Neurodevelopmental outcomes following necrotizing enterocolitis

Semin Fetal Neonatal Med. 2018 Dec;23(6):426-432. doi: 10.1016/j.siny.2018.08.005. Epub 2018 Aug 17.

Abstract

Necrotizing enterocolitis (NEC), a gastrointestinal emergency predominantly affecting premature infants, is associated with increased risk for poor neurodevelopmental outcomes. NEC often strikes during a period of rapid and dynamic neurologic development when the brain is particularly vulnerable to insults and nutrient deficits.

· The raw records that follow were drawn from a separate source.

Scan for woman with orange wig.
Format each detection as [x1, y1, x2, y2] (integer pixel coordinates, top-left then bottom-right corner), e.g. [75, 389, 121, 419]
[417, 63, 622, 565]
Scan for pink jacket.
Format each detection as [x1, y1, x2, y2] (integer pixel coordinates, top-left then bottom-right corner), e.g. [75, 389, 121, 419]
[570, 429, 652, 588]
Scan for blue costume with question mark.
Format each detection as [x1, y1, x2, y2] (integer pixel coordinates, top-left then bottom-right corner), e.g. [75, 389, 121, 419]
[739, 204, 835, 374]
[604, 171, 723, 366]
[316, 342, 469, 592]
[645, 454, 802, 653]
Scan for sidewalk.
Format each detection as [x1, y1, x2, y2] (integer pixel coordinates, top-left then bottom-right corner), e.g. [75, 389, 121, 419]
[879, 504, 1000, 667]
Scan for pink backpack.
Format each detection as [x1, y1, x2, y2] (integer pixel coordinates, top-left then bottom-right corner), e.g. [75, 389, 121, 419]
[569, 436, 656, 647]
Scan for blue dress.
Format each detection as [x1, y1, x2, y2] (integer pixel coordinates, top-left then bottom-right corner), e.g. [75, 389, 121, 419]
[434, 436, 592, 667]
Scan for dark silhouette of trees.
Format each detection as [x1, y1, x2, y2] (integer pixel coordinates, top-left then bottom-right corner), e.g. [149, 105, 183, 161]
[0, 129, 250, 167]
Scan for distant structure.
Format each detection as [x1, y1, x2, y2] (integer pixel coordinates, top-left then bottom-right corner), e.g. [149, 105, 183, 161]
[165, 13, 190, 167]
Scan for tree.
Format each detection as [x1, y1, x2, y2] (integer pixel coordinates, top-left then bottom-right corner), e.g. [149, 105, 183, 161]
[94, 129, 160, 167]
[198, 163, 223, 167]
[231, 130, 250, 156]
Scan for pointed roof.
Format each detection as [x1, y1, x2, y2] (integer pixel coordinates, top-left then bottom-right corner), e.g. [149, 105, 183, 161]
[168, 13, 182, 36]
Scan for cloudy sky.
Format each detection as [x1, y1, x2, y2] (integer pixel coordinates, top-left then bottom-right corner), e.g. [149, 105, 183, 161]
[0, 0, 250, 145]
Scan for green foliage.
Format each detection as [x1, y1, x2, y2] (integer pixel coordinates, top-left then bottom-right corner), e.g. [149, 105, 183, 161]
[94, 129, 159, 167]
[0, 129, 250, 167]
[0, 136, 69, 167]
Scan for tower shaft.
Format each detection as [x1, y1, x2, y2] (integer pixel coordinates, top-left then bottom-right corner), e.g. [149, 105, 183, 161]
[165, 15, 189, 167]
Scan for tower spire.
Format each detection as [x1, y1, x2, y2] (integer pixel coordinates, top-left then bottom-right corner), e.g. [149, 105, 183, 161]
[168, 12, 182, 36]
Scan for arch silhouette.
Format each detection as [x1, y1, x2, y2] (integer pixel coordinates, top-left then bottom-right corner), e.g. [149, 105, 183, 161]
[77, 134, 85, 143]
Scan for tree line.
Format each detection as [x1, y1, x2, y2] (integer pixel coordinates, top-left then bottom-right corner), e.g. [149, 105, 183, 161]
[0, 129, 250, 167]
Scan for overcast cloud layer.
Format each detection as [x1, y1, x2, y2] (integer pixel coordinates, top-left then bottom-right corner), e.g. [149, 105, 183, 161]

The pathogenesis of neurodevelopmental impairment following NEC is likely multifactorial, with both nutritional and non-nutritional factors at play. Follow-up testing that ensures early detection and intervention for impairments is crucial to optimize neurodevelopmental outcomes following NEC. A multifaceted approach to follow-up after NEC is necessary, with close monitoring of growth, serial developmental assessments, neurologic examinations, hearing and vision testing and neuroimaging. Further research is needed to understand the pathogenesis of neurodevelopmental impairment following NEC, to identify more targeted follow-up tests, and to discover interventions aimed at optimizing neurodevelopmental outcomes following NEC.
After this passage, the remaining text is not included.